KEY POINTS:
People with less money to burn on cigarettes suck them closer down to the butt than wealthier smokers, potentially harming their health more, a study suggests.
After measuring 3500 butts they picked up from the streets of Wellington suburbs ranging from poor to wealthy, Otago University researchers say smokers in the poor areas are clearly trying to extract the maximum nicotine they can get before lighting up afresh.
The university publicised the research yesterday, coinciding with the Government's announcement of reductions in smoking.

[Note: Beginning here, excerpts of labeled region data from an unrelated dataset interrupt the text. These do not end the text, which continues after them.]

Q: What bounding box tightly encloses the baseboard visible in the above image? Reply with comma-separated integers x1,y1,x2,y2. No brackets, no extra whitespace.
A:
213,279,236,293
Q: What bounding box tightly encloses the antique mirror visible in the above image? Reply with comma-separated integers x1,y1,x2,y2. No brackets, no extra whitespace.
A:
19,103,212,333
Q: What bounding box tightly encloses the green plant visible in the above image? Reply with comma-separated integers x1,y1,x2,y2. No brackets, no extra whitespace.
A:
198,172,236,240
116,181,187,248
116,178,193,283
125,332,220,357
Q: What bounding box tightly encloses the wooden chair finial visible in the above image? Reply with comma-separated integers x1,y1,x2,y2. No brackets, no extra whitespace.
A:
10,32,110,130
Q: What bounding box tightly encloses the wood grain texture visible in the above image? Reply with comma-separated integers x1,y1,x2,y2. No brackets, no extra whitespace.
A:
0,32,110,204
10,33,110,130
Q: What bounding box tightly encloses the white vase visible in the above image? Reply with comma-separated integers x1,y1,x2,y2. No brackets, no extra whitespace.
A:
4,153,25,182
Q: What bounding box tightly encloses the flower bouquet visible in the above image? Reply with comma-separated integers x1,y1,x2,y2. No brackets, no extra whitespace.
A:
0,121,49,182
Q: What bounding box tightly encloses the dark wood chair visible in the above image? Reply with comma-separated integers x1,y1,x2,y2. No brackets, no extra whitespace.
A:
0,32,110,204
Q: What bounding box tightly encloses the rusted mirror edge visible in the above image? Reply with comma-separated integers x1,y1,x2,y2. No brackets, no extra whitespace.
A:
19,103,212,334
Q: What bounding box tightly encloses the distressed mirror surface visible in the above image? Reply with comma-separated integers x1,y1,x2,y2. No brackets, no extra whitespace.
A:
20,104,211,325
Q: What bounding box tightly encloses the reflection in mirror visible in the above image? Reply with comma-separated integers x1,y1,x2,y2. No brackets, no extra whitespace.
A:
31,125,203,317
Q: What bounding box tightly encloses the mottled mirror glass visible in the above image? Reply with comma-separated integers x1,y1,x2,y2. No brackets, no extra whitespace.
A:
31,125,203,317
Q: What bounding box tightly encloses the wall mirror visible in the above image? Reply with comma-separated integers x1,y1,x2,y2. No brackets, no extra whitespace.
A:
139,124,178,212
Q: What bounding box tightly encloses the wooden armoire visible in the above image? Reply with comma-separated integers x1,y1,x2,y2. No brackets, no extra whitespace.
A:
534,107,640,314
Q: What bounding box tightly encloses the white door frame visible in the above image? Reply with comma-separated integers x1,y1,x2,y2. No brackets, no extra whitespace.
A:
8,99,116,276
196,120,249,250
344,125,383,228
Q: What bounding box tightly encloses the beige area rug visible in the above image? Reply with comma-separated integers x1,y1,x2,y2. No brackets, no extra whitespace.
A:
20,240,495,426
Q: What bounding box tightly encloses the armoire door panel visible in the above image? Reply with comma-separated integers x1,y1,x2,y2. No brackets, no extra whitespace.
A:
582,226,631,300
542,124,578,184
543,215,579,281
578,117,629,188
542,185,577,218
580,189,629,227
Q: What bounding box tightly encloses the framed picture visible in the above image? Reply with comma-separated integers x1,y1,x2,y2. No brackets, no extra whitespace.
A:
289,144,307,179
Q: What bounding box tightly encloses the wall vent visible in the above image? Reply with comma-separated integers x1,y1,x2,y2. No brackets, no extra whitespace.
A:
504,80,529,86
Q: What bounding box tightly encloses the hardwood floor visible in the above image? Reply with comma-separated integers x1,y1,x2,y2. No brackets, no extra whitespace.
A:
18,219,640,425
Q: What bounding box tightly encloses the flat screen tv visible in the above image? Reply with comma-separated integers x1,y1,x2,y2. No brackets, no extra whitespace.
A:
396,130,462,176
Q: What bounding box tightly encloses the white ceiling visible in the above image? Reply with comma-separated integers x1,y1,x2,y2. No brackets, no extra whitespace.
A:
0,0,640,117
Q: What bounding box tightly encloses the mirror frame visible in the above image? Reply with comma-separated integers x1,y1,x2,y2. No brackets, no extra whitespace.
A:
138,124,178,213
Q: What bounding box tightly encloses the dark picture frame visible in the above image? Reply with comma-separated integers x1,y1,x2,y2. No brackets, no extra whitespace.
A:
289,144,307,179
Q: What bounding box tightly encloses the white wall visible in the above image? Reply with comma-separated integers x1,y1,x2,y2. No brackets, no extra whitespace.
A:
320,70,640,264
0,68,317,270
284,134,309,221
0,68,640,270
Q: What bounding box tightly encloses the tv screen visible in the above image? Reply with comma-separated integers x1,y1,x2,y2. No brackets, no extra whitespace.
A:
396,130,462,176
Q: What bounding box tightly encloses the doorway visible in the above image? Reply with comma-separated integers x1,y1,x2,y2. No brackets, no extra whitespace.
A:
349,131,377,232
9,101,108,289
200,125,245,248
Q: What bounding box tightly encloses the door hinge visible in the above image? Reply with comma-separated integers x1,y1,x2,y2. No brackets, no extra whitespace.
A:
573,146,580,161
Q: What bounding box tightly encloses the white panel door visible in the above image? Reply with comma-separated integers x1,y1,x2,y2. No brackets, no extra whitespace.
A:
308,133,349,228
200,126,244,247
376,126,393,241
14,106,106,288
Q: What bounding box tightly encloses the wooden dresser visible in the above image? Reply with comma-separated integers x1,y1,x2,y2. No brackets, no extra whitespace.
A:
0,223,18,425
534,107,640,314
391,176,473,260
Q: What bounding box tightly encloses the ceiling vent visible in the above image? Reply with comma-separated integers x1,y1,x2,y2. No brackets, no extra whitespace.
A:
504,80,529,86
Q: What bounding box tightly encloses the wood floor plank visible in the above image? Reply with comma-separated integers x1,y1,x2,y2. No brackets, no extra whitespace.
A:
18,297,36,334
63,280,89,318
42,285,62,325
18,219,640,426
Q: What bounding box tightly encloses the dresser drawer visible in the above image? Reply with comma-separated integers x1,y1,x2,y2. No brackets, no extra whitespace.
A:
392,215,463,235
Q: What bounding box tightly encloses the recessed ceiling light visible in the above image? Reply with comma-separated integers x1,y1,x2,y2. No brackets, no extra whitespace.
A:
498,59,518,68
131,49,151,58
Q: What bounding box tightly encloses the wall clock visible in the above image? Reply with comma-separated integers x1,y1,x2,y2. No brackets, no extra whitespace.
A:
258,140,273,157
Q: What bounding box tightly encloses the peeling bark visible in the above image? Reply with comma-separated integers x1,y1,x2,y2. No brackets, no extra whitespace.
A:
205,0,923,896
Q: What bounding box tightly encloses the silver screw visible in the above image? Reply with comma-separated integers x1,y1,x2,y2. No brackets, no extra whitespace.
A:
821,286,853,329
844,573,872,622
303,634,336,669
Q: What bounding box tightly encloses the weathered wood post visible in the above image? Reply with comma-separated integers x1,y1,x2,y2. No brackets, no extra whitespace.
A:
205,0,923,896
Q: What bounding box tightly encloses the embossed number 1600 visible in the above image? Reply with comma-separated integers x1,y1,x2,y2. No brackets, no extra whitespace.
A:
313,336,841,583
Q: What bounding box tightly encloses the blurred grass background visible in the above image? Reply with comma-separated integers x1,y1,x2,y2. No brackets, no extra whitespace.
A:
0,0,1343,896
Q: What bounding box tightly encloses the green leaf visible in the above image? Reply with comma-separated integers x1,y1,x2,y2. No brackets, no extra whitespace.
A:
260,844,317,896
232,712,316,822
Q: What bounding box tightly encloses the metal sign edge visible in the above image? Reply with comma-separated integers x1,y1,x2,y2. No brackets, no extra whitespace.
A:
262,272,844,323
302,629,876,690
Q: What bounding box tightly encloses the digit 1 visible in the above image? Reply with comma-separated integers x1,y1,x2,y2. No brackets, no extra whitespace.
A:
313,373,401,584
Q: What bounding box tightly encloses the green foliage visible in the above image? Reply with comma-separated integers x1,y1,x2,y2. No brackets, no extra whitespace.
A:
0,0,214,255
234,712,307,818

Among adults, 18.7 per cent were daily smokers in the 2006/7 Health Survey, down from 25.2 per cent from a decade earlier. For teenagers aged 14-15, the rate has dropped to 7 per cent, down from 16 per cent in 1999.
Today is World No Tobacco Day.
The prevalence of smoking is known to increase in line with a suburb's degree of socio-economic deprivation.
The Wellington researchers found the butts of tailor-made cigarettes from poor suburbs like Naenae were on average 4.5mm long, while the average in wealthy Karori and Wadestown was 7.5mm.
More than 6000 butts were collected, but only 3500 from manufactured cigarettes could be analysed; butts from roll-your-owns had deteriorated too much to be included.
One of the researchers, Dr Nick Wilson, said last night it was possible but unlikely smokers in poor areas were flicking their butts on the street more than those in wealthy areas.
"So we think the study does reflect actual smoking intensity."
He said overseas laboratory research using nicotine-deprived smokers found that as well as smoking more of the tobacco in each cigarette, they puffed more frequently than normal and took deeper breaths.
Dr Wilson said it would be logical if poor smokers puffed more and inhaled more deeply as leaving less tobacco.
"It's a fundamental law of economics: if you have got less money you are going to make more use of a particular product."
The paper is published in the journal Nicotine & Tobacco Research.